Before the age of Silver, articles like the one on the front page of the New York Times today would stand as inarguable truths — Obama can’t win with high unemployment.
But thanks to the glory of Silver, we get actual statistically-based analysis of the problem. Silver’s conclusion: high unemployment is obviously worse than lower unemployment, but there’s no strong correlation (or any correlation really) between presidential elections and unemployment rate.
The problem is that whatever signal [unemployment rate sends] gets filtered through an awful lot of noise. Consider:
- The unemployment rate itself is subject to fairly significant measurement error.
- Voters will interpret the unemployment rate in different ways, and assign the president varying amounts of credit or blame for it.

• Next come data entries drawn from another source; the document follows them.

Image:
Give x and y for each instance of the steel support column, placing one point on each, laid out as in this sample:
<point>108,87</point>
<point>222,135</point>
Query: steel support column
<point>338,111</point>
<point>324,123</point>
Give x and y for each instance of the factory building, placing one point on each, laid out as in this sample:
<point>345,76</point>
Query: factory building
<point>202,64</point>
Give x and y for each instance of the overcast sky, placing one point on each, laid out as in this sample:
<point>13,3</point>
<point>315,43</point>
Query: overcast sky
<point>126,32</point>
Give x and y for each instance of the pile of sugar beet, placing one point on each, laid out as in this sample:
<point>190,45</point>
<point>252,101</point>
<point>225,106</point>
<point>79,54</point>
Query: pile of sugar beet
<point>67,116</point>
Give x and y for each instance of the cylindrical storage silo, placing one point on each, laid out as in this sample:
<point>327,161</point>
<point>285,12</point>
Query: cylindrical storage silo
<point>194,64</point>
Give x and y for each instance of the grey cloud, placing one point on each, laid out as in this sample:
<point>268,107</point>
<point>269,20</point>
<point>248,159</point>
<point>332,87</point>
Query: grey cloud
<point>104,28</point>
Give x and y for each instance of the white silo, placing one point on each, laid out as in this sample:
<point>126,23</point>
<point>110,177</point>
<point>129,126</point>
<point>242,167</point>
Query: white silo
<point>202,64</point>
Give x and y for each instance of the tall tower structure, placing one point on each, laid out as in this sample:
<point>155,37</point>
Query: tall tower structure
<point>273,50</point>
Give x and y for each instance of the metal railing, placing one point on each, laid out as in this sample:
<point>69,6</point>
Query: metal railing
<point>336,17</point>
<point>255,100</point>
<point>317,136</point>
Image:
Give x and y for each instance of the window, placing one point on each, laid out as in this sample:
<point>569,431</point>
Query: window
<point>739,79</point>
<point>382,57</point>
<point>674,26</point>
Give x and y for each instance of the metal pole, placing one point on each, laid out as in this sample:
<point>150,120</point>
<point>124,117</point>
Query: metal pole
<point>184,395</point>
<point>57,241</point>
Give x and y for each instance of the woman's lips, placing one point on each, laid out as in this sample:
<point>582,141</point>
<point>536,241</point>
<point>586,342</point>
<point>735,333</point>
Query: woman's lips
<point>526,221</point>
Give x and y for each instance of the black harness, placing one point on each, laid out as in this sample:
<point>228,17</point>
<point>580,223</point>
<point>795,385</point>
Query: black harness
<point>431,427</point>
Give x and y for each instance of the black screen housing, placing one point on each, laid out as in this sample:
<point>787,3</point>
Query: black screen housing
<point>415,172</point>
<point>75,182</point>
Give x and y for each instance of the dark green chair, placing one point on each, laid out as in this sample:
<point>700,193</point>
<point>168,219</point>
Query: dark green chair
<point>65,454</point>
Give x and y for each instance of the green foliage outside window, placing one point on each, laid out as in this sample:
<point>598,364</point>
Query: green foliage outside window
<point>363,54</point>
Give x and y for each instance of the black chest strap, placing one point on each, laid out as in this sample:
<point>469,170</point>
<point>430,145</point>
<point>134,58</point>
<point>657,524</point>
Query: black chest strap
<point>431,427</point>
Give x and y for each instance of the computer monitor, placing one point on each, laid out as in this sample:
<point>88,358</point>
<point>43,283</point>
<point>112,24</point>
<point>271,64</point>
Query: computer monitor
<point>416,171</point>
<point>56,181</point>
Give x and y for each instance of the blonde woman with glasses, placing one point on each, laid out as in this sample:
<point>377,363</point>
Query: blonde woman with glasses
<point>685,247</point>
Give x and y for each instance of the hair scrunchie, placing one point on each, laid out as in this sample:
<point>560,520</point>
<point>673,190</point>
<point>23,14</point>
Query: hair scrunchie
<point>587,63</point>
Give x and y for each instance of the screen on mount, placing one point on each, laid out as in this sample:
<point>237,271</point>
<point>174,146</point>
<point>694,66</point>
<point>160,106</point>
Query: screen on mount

- The unemployment rate is but one of a number of salient economic indicators.
- Economic performance is but one of the ways that voters evaluate a president.
- Voters’ evaluation of a president is important, but they also consider the strength of a president’s opponents, including third-party alternatives in some elections.
If you could hold each of these other factors constant, you could come to a more confident conclusion about how much each tick in the unemployment rate affects Mr. Obama’s re-election odds. But the real world is not set up with these sorts of experiments in mind, and since presidential elections are infrequent, the likelihood that truly comparable cases will exist in the historical data is relatively low.
Economic conditions may be the foundation of the dynamics in any electoral race, but Silver rightly shows that many factors play into the actual outcome of elections. Employment rate on its own is probably a big one, but its effect is basically an unknown quantity.